As governments and development partners mobilise resources, the SGR link is gaining traction not only as infrastructure but as a strategic corridor tying together markets, ports, and landlocked economies.

Why It Matters
The SGR promises a transformative shift in how goods and people move across East Africa. Once complete, Uganda and Kenya will have a fast, reliable rail corridor connecting the Indian Ocean at Mombasa with the interior — significantly reducing transit times for freight and reducing road‑congestion, wear and tear on highways.

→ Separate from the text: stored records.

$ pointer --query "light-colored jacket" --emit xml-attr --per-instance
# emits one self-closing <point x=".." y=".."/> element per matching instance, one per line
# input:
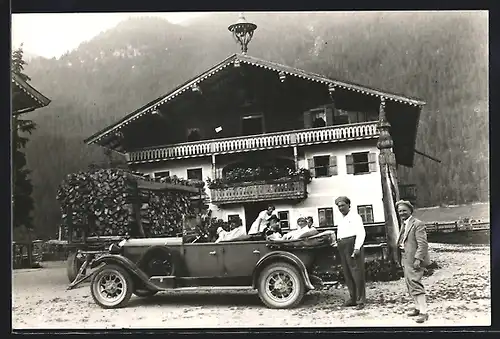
<point x="414" y="240"/>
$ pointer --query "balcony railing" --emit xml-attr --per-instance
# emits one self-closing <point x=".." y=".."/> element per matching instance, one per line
<point x="251" y="192"/>
<point x="338" y="133"/>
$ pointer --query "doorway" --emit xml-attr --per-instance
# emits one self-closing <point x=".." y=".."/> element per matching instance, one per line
<point x="252" y="211"/>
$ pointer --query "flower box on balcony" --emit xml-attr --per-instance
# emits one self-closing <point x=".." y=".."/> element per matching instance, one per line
<point x="265" y="190"/>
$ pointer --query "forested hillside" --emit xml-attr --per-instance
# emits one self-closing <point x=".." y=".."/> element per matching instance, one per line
<point x="441" y="58"/>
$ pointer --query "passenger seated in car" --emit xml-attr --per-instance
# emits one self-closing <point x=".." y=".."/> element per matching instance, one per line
<point x="273" y="229"/>
<point x="302" y="231"/>
<point x="237" y="232"/>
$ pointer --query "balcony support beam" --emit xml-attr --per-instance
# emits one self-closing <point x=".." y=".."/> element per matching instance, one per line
<point x="296" y="157"/>
<point x="390" y="191"/>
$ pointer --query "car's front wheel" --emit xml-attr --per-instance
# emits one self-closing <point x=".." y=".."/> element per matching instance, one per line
<point x="111" y="287"/>
<point x="281" y="286"/>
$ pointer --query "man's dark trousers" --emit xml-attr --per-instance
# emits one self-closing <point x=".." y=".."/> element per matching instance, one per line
<point x="354" y="269"/>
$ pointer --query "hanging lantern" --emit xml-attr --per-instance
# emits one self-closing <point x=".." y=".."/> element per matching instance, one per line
<point x="242" y="32"/>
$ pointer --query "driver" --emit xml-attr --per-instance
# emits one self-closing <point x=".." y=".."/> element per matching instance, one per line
<point x="259" y="225"/>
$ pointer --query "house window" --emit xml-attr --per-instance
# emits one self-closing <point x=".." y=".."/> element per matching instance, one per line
<point x="323" y="166"/>
<point x="325" y="217"/>
<point x="362" y="162"/>
<point x="284" y="217"/>
<point x="193" y="134"/>
<point x="162" y="174"/>
<point x="195" y="174"/>
<point x="252" y="124"/>
<point x="366" y="213"/>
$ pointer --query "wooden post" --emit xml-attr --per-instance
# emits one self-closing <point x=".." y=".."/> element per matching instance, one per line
<point x="390" y="193"/>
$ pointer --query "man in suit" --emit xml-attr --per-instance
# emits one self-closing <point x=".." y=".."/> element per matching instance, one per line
<point x="414" y="257"/>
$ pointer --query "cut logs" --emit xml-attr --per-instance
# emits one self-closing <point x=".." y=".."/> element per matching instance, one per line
<point x="115" y="202"/>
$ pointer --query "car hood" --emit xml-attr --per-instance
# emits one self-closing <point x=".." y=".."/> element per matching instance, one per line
<point x="153" y="242"/>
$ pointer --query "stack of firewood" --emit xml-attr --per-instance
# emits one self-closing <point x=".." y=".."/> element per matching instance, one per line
<point x="102" y="201"/>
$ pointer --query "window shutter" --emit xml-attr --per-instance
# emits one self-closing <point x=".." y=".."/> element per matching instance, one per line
<point x="329" y="116"/>
<point x="333" y="169"/>
<point x="310" y="164"/>
<point x="349" y="160"/>
<point x="372" y="162"/>
<point x="307" y="120"/>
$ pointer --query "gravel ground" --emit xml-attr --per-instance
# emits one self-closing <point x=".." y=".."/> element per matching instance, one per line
<point x="458" y="294"/>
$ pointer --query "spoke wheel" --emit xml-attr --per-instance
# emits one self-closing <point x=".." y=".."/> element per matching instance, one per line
<point x="111" y="287"/>
<point x="281" y="286"/>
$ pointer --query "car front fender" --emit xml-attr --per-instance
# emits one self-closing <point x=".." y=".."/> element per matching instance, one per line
<point x="277" y="256"/>
<point x="128" y="265"/>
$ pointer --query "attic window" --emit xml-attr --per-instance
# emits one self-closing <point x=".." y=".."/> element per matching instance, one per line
<point x="195" y="174"/>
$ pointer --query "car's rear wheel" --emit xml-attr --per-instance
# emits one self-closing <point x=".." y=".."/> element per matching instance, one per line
<point x="281" y="286"/>
<point x="111" y="287"/>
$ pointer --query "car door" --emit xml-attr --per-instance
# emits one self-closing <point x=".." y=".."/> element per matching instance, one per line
<point x="203" y="260"/>
<point x="240" y="257"/>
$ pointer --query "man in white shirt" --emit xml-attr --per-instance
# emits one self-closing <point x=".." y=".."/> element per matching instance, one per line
<point x="350" y="238"/>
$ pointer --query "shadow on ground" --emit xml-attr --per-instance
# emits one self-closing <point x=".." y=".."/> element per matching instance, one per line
<point x="246" y="299"/>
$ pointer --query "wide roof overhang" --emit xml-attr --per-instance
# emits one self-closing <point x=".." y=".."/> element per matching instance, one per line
<point x="406" y="121"/>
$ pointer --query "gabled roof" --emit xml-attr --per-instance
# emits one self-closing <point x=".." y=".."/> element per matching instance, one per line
<point x="242" y="58"/>
<point x="39" y="100"/>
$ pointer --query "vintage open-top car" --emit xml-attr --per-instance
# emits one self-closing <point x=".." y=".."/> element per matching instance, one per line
<point x="279" y="270"/>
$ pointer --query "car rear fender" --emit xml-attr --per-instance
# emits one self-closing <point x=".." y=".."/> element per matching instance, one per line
<point x="128" y="265"/>
<point x="282" y="256"/>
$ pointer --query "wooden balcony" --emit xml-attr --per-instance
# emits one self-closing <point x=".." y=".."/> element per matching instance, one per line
<point x="322" y="135"/>
<point x="294" y="189"/>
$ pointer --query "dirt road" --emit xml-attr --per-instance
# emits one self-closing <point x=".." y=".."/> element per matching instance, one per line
<point x="458" y="294"/>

For landlocked Uganda, a seamless rail link opens up more efficient access to global markets through the port of Mombasa, lowering logistics costs and boosting trade competitiveness. For ordinary commuters, it offers a safe, modern alternative to congested road travel. On a regional level, the SGR fosters deeper integration — trade routes, economic corridors, and cross‑border exchange become smoother and more predictable.
The renewed commitment also signals to investors and development partners that East Africa’s transport infrastructure is entering a new phase: one driven by coordination, long‑term planning, and inter‑country cooperation rather than fragmented patchwork solutions.

What to Watch
Execution — particularly funding, land compensation, and technical harmonization — will define success. As Uganda and Kenya proceed, monitoring whether land acquisitions proceed fairly and without delays will be key. Technical harmonisation between Kenya’s Chinese‑based rail standards and Uganda’s European‑based legacy will need careful coordination to ensure interoperability.
Stakeholder engagement — including communities along the corridor — will also be vital. For local economies to benefit, complementary infrastructure (e.g. feeder roads, storage & logistics hubs) must accompany the rails. Finally, uptake — both for cargo operators and passengers — will show whether the SGR shifts travel and trade behaviour as intended.